Nursing program uses lifelike practice robots
October 31, 2018
AACC nursing students can practice delivering babies and caring for patients on campus in hospital simulations with high-tech, life-like mannequins.
High-tech, battery-operated mannequins in the Florestano Building have pulses and can blink, pee, bleed, and make bowel and breathing noises. They have speakers in their heads that an operator can speak through so it appears they are talking.
According to nursing professor Myra Dennis, AACC’s nursing simulation room uses mannequins and occasionally paid actors to create realistic experiences.
Aside from the mannequins that simulate birth, others resemble newborns or male adults. Some have interchangeable body parts.
Florestano houses simulation lab rooms, where students studying to be nurses, physician assistants and emergency medical technicians can practice managing patients in emergency situations that could happen on the job.
First-year physician assistant student Rita Younes said her experiences in the rooms were “very cool.”
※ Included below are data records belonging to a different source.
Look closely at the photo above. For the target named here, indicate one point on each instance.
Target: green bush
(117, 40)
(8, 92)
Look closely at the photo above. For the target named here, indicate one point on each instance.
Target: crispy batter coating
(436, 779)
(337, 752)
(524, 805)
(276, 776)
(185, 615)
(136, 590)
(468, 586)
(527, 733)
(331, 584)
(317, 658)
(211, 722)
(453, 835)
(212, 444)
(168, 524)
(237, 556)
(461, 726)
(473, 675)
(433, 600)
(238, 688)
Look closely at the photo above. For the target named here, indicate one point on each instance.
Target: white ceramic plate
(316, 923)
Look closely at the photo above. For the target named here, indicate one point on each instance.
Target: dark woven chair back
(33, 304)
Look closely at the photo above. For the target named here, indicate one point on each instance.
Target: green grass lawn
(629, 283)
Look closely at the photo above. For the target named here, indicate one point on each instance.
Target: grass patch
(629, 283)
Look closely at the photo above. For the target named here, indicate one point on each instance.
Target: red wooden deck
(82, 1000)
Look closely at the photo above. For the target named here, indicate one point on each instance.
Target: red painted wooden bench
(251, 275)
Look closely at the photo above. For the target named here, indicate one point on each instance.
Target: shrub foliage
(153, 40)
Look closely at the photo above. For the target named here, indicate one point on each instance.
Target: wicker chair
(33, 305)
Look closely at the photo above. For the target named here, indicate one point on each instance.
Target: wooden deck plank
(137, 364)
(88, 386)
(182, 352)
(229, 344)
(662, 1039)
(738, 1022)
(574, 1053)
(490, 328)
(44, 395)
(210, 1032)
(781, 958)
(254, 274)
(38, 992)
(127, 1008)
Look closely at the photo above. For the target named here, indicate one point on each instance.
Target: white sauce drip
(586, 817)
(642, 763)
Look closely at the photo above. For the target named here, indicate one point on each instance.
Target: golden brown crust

Future nurses who witness the mannequins as they simulate giving birth can prepare for what to expect in their fields.
Students also can practice changing bandages or placing catheters on lower-tech mannequins.
According to Dean of Health Sciences Elizabeth Appel, the new Health and Life Sciences Building will include similar simulation labs for students studying to become EMTs, paramedics, physical therapists or surgical technicians.
When the new Health and Life Sciences Building opens in 2021, the health sciences program will move from Florestano.
Appel said students studying social work can use simulation space in the new building to role-play as they learn about how to console and appropriately manage patients in hospitals during distress.
She said the new building’s labs could include simulations of emergencies in diners or apartments, instead of just hospital rooms.